Who suffers from fecal incontinence?
Males and females of any age may be incontinent, for example:

  • Children and teenagers if they are born with an abnormal sphincter or if they have persistent constipation.
  • Mothers following childbirth, due usually to a tear in the sphincter muscles.
  • People of any age who experience an injury or infection of the sphincter; that may be affected immediately or later in life.
  • People suffering from inflammatory bowel disease (colitis) or irritable bowel syndrome (alternating constipation or diarrhea together with abdominal pain) because the bowel is very sensitive and squeezes strongly.
  • Elderly people because of constipation and overflow from the bowel due to failing mental capacity, or sphincter damage persisting from a younger age.
  • People suffering from disorders such as multiple sclerosis, stroke and epilepsy resulting in damage to the nerves supplying the sphincter.

What tests confirm a diagnosis of fecal incontience?
Tests of sphincter function are relatively simple, do not require preparation, are quick to perform and are usually pain-free.
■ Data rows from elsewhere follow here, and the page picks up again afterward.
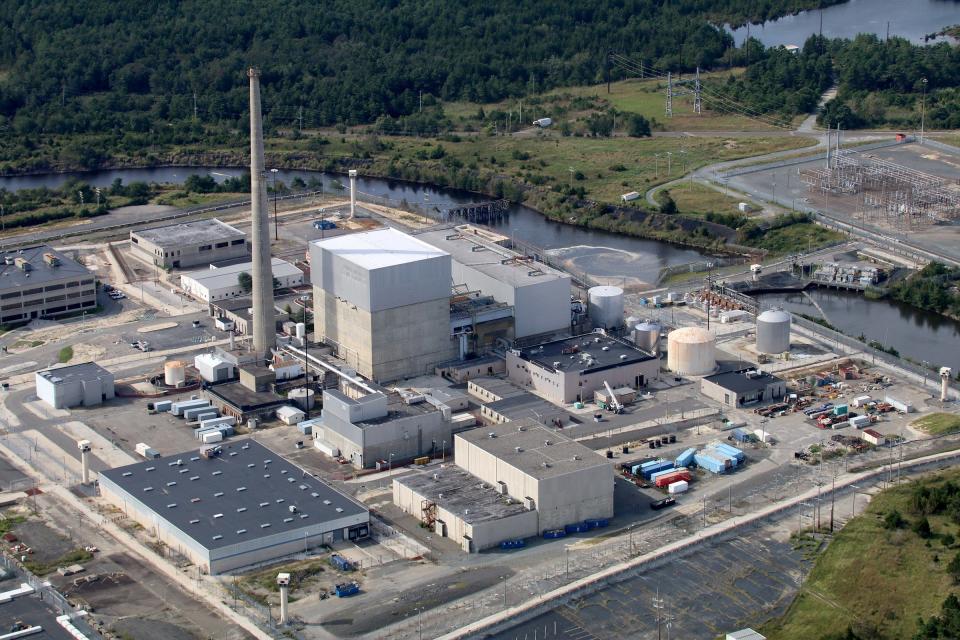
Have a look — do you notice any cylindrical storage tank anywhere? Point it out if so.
[287,387,316,411]
[757,309,790,353]
[667,327,717,376]
[633,322,660,353]
[587,285,623,329]
[163,360,187,387]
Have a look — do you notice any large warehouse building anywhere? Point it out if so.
[130,218,250,269]
[507,333,660,404]
[310,229,456,382]
[180,258,303,302]
[35,362,114,409]
[100,440,370,574]
[393,420,614,552]
[417,229,570,338]
[0,245,97,324]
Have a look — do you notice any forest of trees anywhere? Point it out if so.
[0,0,835,143]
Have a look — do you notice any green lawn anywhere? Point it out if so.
[758,470,960,640]
[911,413,960,436]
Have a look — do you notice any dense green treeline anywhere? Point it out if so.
[0,0,832,138]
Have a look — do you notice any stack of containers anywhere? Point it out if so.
[673,447,697,469]
[693,449,733,473]
[640,460,673,480]
[650,462,676,483]
[654,469,691,489]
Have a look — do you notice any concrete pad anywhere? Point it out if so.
[137,322,178,333]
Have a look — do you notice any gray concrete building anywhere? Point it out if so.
[416,228,570,338]
[99,440,370,574]
[454,420,614,532]
[310,229,456,382]
[130,218,250,269]
[700,368,787,407]
[507,333,660,404]
[35,362,114,409]
[0,245,97,324]
[314,389,466,469]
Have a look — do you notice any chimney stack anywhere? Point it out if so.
[247,67,277,364]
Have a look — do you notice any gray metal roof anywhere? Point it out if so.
[101,439,367,549]
[396,465,526,524]
[0,244,93,291]
[37,362,113,384]
[456,420,613,479]
[130,218,247,247]
[704,368,783,393]
[520,333,654,372]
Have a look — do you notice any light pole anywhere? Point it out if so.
[920,78,927,144]
[270,169,280,240]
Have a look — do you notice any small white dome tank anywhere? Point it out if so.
[163,360,187,387]
[757,308,790,354]
[587,285,623,329]
[667,327,717,376]
[633,320,660,353]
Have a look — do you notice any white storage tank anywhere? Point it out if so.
[757,309,790,353]
[163,360,187,387]
[633,321,660,353]
[587,285,623,329]
[287,387,316,411]
[667,327,717,376]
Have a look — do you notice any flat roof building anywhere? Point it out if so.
[507,333,660,404]
[416,228,570,338]
[700,368,787,407]
[0,245,97,324]
[130,218,250,269]
[180,258,303,302]
[454,420,614,532]
[35,362,114,409]
[310,229,456,382]
[100,440,370,574]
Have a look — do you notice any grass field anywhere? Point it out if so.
[758,470,960,640]
[910,413,960,436]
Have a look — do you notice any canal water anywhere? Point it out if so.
[757,289,960,372]
[726,0,960,47]
[0,167,705,285]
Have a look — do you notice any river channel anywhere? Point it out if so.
[757,289,960,372]
[727,0,960,47]
[0,167,704,286]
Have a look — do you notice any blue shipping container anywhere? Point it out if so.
[673,447,697,467]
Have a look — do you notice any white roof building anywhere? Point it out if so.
[180,258,303,302]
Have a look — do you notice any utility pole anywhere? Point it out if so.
[920,78,927,144]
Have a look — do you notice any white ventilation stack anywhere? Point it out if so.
[277,573,290,624]
[77,440,90,485]
[347,169,357,220]
[247,67,277,359]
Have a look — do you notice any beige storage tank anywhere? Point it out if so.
[667,327,717,376]
[287,387,316,411]
[163,360,187,387]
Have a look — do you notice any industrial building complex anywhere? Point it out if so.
[0,245,97,324]
[507,333,660,403]
[180,258,303,302]
[393,420,613,552]
[100,440,370,574]
[130,218,249,269]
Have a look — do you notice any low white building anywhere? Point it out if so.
[180,258,303,302]
[36,362,114,409]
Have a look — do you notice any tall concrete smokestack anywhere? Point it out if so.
[247,68,277,357]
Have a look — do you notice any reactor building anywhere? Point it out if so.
[310,229,456,382]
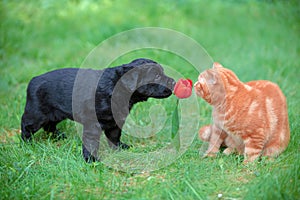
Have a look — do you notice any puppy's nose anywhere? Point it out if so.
[170,79,176,90]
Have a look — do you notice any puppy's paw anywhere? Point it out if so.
[223,147,235,156]
[203,152,218,158]
[51,130,67,140]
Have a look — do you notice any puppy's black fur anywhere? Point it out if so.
[21,59,175,161]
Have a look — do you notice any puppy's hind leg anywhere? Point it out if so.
[21,114,43,141]
[82,122,102,162]
[105,126,130,149]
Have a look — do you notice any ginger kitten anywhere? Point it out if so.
[194,63,290,163]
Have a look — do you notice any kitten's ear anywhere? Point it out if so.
[213,62,223,68]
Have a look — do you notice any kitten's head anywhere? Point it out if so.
[194,62,240,105]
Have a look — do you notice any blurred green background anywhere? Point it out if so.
[0,0,300,199]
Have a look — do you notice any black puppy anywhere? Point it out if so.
[21,59,175,161]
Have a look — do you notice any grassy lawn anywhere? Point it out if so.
[0,0,300,199]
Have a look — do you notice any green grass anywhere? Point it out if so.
[0,0,300,199]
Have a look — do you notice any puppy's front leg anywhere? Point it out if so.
[104,126,130,149]
[82,122,102,162]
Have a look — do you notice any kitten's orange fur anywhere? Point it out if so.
[194,63,290,162]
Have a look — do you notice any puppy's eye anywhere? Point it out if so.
[155,74,161,80]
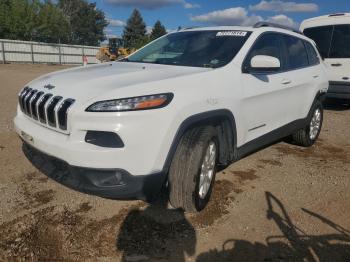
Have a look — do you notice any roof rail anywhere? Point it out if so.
[253,22,303,35]
[329,13,345,17]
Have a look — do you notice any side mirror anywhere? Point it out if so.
[250,55,281,72]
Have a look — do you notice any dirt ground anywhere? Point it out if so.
[0,65,350,262]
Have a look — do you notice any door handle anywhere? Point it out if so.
[282,79,292,85]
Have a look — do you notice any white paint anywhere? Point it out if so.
[15,27,328,175]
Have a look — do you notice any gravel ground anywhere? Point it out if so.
[0,65,350,262]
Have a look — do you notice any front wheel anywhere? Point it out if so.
[169,126,219,212]
[292,100,323,147]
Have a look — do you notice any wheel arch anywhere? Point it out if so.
[163,109,237,174]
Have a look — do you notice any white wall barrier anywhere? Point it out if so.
[0,39,99,64]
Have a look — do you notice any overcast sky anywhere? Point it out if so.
[90,0,350,36]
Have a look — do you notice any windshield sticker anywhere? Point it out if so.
[216,31,247,37]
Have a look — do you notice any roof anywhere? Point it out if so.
[300,13,350,31]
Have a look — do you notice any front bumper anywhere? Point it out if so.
[327,81,350,99]
[23,142,166,201]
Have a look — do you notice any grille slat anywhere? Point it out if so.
[57,98,75,130]
[18,86,75,133]
[18,86,29,111]
[38,94,52,124]
[22,88,33,115]
[46,96,62,127]
[30,92,44,120]
[26,90,38,116]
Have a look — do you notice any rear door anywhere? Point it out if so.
[241,32,291,143]
[326,25,350,83]
[281,35,323,123]
[304,24,350,82]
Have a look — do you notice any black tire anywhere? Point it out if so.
[292,100,323,147]
[169,126,219,212]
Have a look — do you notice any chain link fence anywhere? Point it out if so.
[0,39,99,65]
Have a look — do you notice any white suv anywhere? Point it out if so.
[14,23,328,211]
[300,13,350,102]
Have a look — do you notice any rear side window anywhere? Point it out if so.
[283,35,309,70]
[304,41,320,66]
[304,26,333,58]
[244,33,283,69]
[329,25,350,58]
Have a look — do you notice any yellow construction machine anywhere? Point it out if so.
[96,38,135,63]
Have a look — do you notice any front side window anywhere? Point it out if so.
[284,36,309,70]
[304,26,333,58]
[244,33,283,70]
[329,25,350,58]
[126,30,251,68]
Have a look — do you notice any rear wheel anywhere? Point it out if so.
[169,126,219,212]
[292,100,323,147]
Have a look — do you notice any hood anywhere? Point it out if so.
[28,62,212,102]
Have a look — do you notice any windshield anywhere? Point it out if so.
[124,31,251,68]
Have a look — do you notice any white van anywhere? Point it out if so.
[300,13,350,101]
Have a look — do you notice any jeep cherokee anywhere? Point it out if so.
[14,23,328,211]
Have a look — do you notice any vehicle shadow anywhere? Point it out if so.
[323,98,350,111]
[197,192,350,262]
[116,195,196,262]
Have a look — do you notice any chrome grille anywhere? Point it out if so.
[18,87,75,131]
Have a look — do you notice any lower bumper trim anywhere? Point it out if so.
[23,142,166,201]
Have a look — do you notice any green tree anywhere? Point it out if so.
[58,0,108,45]
[150,20,166,41]
[123,9,148,49]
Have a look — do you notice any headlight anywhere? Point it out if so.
[86,93,174,112]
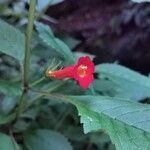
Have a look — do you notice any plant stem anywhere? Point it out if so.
[16,91,26,119]
[16,0,36,119]
[23,0,36,88]
[27,80,67,107]
[30,76,46,87]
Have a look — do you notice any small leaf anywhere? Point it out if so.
[0,113,16,125]
[95,64,150,101]
[24,129,72,150]
[0,19,25,62]
[36,23,74,63]
[66,96,150,150]
[0,133,19,150]
[0,80,21,114]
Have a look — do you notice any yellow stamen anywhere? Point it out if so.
[77,65,88,78]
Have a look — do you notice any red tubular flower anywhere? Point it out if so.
[48,56,95,89]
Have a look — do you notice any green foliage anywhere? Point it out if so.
[36,23,74,63]
[95,64,150,101]
[0,20,25,62]
[0,133,19,150]
[66,96,150,150]
[24,129,72,150]
[0,0,150,150]
[0,80,21,114]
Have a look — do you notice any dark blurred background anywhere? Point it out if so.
[44,0,150,74]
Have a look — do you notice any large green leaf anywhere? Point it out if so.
[0,19,25,62]
[94,64,150,101]
[0,80,21,115]
[24,129,72,150]
[66,96,150,150]
[36,23,74,63]
[0,133,19,150]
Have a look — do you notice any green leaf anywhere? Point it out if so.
[24,129,72,150]
[0,113,16,125]
[0,80,21,114]
[94,64,150,101]
[66,96,150,150]
[0,133,19,150]
[0,19,25,62]
[36,23,74,63]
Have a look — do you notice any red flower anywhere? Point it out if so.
[48,56,95,89]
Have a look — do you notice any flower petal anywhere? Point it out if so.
[79,74,94,89]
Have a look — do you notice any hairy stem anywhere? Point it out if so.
[16,0,36,118]
[23,0,36,87]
The strength of the muscles, sensation and nerve function, for example, can all be tested using simple measuring devices. An ultrasound can provide a clear picture of both the sphincter muscle rings, showing if one or both is damaged. This test is not uncomfortable, takes only 5 minutes, and involves no radiation. These tests are performed by doctors who specialize in continence. Your primary care physician will be able to put you in contact with a specialist who has expert knowledge about fecal incontinence. These problems are common so you do not need to feel embarrassed about discussing them. Most of the treatments are simple and effective, so do not hesitate to seek advice.